The adjournment motion is thus an extraordinary procedure. If taken up, it leads to the setting aside of the normal business of the House for a discussion on the matter over which it was moved.
The notice for moving an adjournment motion has to be given “normally three working days before the
commencement of the session" in which it is proposed to be moved. When a session is in progress, notice of an
adjournment motion should be given by 10 am on the day on which the motion is proposed to be made. If a notice is received after 10 am, it is treated as one given for the next sitting.
If the Speaker gives his assent to the moving of an adjournment motion, it can be taken up after the Question Hour. The member bringing up the motion has to have the backing of at least 50 fellow members.
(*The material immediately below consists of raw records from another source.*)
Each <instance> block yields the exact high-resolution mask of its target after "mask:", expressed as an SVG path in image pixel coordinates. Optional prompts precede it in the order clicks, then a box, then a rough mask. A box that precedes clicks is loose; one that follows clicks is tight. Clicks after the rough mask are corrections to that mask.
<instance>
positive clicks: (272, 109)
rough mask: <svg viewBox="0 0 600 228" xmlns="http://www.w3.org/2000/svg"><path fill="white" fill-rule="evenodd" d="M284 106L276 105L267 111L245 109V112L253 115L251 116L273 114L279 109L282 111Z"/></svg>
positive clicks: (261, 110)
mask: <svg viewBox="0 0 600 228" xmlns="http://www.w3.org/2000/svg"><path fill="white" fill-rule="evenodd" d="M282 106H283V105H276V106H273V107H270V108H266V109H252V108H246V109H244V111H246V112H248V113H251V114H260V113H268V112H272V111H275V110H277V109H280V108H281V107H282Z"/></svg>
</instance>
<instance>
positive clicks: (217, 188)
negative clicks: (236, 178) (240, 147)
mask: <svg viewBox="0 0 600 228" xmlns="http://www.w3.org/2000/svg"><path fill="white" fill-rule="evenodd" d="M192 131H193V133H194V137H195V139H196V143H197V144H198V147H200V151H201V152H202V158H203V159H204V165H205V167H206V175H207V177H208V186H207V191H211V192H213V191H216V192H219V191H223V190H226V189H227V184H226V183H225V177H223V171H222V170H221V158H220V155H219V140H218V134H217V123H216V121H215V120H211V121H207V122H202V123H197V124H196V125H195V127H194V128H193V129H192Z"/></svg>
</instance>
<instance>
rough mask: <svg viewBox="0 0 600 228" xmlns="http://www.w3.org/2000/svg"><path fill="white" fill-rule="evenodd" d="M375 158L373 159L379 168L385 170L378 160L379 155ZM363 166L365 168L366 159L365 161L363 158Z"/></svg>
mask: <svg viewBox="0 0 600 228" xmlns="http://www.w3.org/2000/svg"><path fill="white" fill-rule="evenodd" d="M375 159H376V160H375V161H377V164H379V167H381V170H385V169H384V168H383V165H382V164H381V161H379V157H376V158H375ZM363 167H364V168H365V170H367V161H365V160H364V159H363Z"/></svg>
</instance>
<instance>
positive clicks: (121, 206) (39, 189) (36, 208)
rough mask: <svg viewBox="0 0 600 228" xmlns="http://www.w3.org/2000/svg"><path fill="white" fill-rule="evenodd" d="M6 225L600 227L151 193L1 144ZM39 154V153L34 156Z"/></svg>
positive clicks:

Once the required support is established, the motion ‘that the House do now adjourn’ shall be taken up at 1600 hours or at an earlier time if the Speaker so decides.
However, “refusal to give consent is in the absolute discretion of the Chair and the Chair is not bound to give any reasons" for it. The Speaker can refuse consent without bringing the matter before the House and “the member concerned will be verbally informed of the Speaker’s decision".
What Is Adjournment Sine Die?
This one is simpler. Adjournment, it would be clear now, implies a putting off of a matter or business. ‘Sine die’ is Latin for “without a day". Adjournment sine die thus means putting off indefinitely. Thus when adjournment sine die is announced, it means the “termination of a sitting of the House without any definite date being fixed for the next sitting".
Such an announcement is normally made when the business of the Parliament for a particular session is deemed to have been completed. But such adjournment can also be done under extraordinary circumstances, as when cessation of the Budget Session of 2020 was called nearly 10 days ahead of its schedule due to the coronavirus pandemic.
The power to declare adjournment sine die is vested in the presiding officer of each House and they are also mandated to summon the next sitting after a House has been adjourned sine die.